A sea of IoT devices
A lack of quality control and the presence of a host of very old devices on IoT networks might be the most critical security threats, however. Decades-old hardware, which may not have been designed to be connected to the Internet in the first place, let alone stand up to modern-day security threats, creates a serious issue.
“You have over 10 billion IoT devices out there already … and a lot of these devices were created in 1992,” noted Sarangan.

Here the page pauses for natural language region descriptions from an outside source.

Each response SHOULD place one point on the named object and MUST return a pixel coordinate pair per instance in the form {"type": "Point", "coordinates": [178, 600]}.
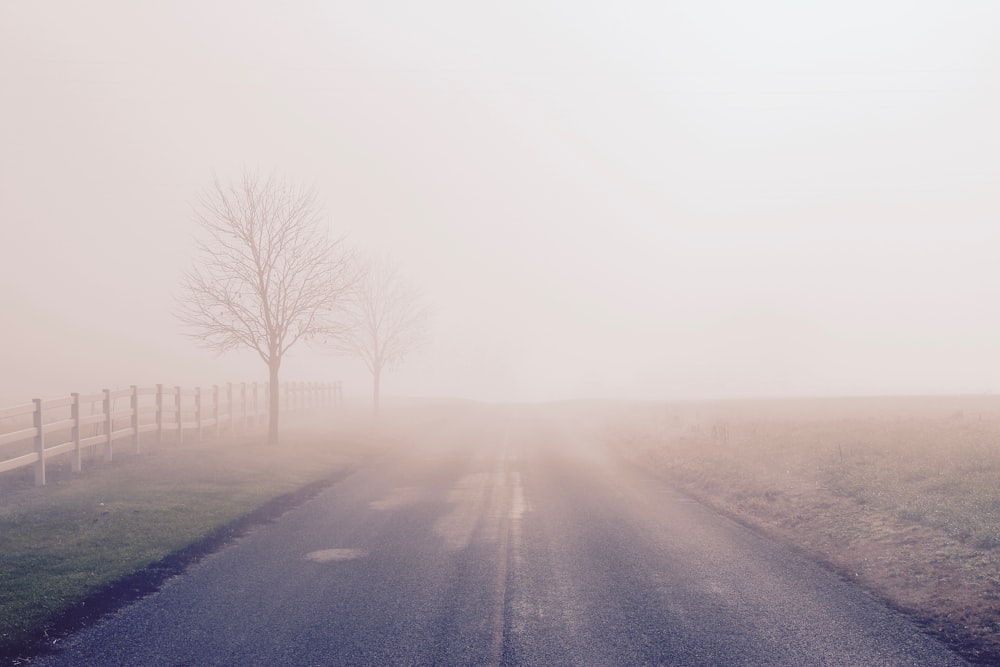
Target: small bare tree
{"type": "Point", "coordinates": [266, 276]}
{"type": "Point", "coordinates": [387, 322]}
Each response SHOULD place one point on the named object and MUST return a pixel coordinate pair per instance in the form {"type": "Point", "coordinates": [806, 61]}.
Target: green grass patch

Moreover, the huge number of companies making IoT-enabled hardware makes for a potentially serious problem where quality control is concerned. Big companies like Amazon and Microsoft and Google make headlines for their smart home gizmos, but the world of IoT is a lot broader than that.
China, in particular, is a major source of lower-end IoT devices – speakers, trackers, refrigerators, bike locks and so on – and it’s not just the Huaweis and Xiaomis of the world providing the hardware.
“[There are] hundreds of mom-and-pop shops out there developing hardware that we don’t necessarily know whether to trust or not – these are devices that are getting on unsecured Wi-Fi networks,” said Sarangan. “That’s already a security threat, and a large portion of Americans don’t actually protect their routers.”
Indeed, hidden backdoors have already been found on some such devices, according to The Register.